Thus, you are finding K4,3 or K57,11 to detect “clubs” of size at least 7 or of at least 68, respectively. Of course, your program should not be hardwired for these specific values.

Name your program cbs.py. It should take command-line arguments of

  • level_of_frequent_itemsets: a file containing the frequent itemsets of length k (e.g., three) with respect to some support threshold (e.g., four),
  • labelled_transaction_file: a file containing the labelled transactions, one per line, and
  • a support-count threshold: the size of the support, the left of the complete bipartite clique (e.g, four), which is understood to be equal to, or to exceed, the implicit support count for the level_of_frequent_itemsets.
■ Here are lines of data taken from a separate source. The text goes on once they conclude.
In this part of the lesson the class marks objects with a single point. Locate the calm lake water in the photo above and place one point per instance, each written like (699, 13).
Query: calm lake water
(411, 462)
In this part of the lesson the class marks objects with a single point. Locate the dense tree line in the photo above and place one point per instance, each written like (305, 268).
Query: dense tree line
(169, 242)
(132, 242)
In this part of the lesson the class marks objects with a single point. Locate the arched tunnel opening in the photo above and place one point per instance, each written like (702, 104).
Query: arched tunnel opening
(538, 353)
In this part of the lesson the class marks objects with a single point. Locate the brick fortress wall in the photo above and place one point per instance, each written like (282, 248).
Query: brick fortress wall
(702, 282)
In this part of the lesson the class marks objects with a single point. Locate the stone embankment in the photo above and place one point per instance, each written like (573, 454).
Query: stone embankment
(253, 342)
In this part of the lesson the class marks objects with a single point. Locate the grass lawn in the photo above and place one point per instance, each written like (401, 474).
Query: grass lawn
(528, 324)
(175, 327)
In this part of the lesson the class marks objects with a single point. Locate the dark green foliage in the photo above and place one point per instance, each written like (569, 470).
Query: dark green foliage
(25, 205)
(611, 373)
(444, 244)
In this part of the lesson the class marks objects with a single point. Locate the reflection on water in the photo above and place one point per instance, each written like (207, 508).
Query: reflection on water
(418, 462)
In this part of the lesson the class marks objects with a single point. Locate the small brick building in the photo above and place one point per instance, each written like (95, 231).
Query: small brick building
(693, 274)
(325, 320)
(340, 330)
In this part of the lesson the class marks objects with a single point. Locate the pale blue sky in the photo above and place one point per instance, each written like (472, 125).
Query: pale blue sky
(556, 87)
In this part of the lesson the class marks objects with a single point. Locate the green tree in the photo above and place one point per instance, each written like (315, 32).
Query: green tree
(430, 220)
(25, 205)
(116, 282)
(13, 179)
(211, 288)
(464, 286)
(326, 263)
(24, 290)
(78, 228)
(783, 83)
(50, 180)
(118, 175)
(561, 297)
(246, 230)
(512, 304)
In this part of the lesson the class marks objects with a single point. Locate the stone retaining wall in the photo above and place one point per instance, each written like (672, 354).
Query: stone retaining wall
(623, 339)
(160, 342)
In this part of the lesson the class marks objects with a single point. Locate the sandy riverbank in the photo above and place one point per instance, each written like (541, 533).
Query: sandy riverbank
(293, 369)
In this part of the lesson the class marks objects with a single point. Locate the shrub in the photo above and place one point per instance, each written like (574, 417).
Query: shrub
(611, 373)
And it outputs the complete bipartite subgraphs found, one per line.

We can borrow an implementation of Apriori from the Data Mining class: levelUp.py. Note that you can generate the frequent itemsets per level using this for any transaction dataset in the right format. It does not produce level 1, though, as it needs the input of the previous level. You would need to make a file of the frequent 1-itemsets by hand or by other means.

You are welcome to adapt existing code as part of the your work, as long as it is clear that the code you use allows for derivative use (e.g., creative commonsand you attribute the source. That includes my levelUp.py.

Data Preparation

The musae files are not in the format that we need. So we have data preparation to do … as always.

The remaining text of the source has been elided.